My parents, while conservative in certain respects, never monitored what I read, even when concerned librarians queried whether they were happy for me to dig so far into the adult fiction shelves. Alongside my other interests, I developed a taste for sleazy thrillers, having found some kind of violent adventure story on the shelves of a rented holiday cottage. I liked gritty war stories such as The Cruel Sea by Nicholas Monsarrat, spy stories by Len Deighton, and disaster blockbusters like Arthur Hailey’s Airport. A special favorite was the Scottish writer Alistair MacLean, who favored rugged settings—polar bases and impenetrable Nazi castles. Briefly hospitalized for pneumonia at age eight, I was outraged when the nurses confiscated my copy of Fear Is the Key, which they thought inappropriate. They had the nerve to direct me to a cart of well-worn board books, an outrage that I can still feel in my bones.

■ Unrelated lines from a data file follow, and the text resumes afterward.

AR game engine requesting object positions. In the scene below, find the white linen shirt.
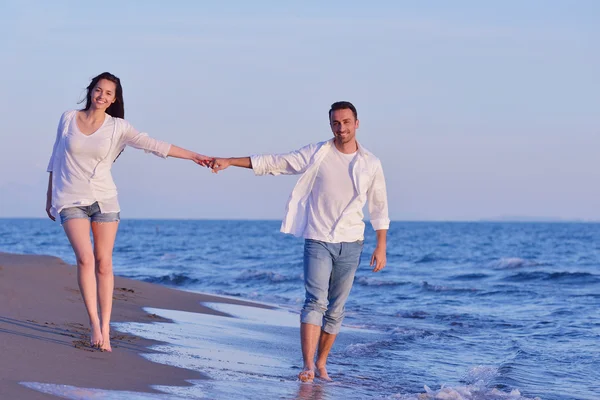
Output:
[250,139,390,243]
[47,110,171,217]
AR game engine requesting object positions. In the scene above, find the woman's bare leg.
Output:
[63,218,102,347]
[92,222,119,351]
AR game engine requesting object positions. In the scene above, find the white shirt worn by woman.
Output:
[47,110,171,217]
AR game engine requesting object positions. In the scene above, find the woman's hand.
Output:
[46,201,56,221]
[191,153,213,167]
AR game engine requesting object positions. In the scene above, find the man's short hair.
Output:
[329,101,358,121]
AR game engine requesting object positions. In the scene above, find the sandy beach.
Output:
[0,253,268,400]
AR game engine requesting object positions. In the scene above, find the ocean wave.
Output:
[450,272,489,281]
[144,274,200,286]
[487,257,548,269]
[344,340,391,357]
[415,254,445,264]
[504,271,600,283]
[235,269,302,283]
[396,311,430,319]
[390,328,439,340]
[354,276,408,286]
[421,281,479,293]
[388,384,540,400]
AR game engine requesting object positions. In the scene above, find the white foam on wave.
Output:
[488,257,540,269]
[21,382,190,400]
[388,385,541,400]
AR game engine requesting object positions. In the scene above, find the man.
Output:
[211,101,390,382]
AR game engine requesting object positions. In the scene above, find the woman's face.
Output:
[90,79,117,110]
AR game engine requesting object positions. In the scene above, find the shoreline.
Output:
[0,252,270,400]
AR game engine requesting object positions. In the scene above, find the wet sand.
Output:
[0,253,262,400]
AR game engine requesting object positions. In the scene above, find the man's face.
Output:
[329,108,358,144]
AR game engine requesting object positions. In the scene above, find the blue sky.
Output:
[0,0,600,220]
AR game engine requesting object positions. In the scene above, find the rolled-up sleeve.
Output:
[250,144,317,175]
[46,112,67,172]
[123,121,171,158]
[367,163,390,231]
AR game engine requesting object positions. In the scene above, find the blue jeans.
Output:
[300,239,363,335]
[60,202,121,225]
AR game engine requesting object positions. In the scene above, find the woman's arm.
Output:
[46,172,56,221]
[167,144,212,167]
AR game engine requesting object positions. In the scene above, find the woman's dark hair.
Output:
[81,72,125,118]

What did I learn from all this pulp? I discovered heroin smuggling and honey traps and communist assassins. I read Frederick Forsyth and learned of mercenaries overthrowing African governments. I read Dennis Wheatley and learned about Satanic sex cults. I imbibed a huge amount of misogyny and racism, and also an attitude of cynicism and a tolerance for cruelty that I still associate with that cultural moment.
A few years ago, after a flood in my basement, I found copies of my school’s magazine, containing stories I wrote when I was nine. There was one about a polar exploration in which I killed off my school friends (bear attack, crevasse, etc.) in reverse order of how much I liked them. There was another about a giant diamond, set in Rhodesia, which at the time was under white-minority rule. My voice in both, or at least the voice I was trying to imitate, was recognizably that of the stiff-upper-lipped English hero, a David Niven or Jack Hawkins type, grimly rakish in the midst of peril.
All this reading took place before I hit puberty. As I did so, my inchoate yearnings began to cohere. Reading Mario Puzo’s The Godfather, I learned what sex was about—not just the part about making babies, but desire—from the scene at the wedding in which Sonny Corleone and the bridesmaid Lucy Mancini go upstairs. My reading had strayed a long way from Poe and Dostoevsky, but the circle was beginning to close. As I entered my teens, I was far from being able to express an ambition to be a writer, but I knew I wanted to read all the books—good and bad, elevated and base—because everything was in them. Everything. The whole world.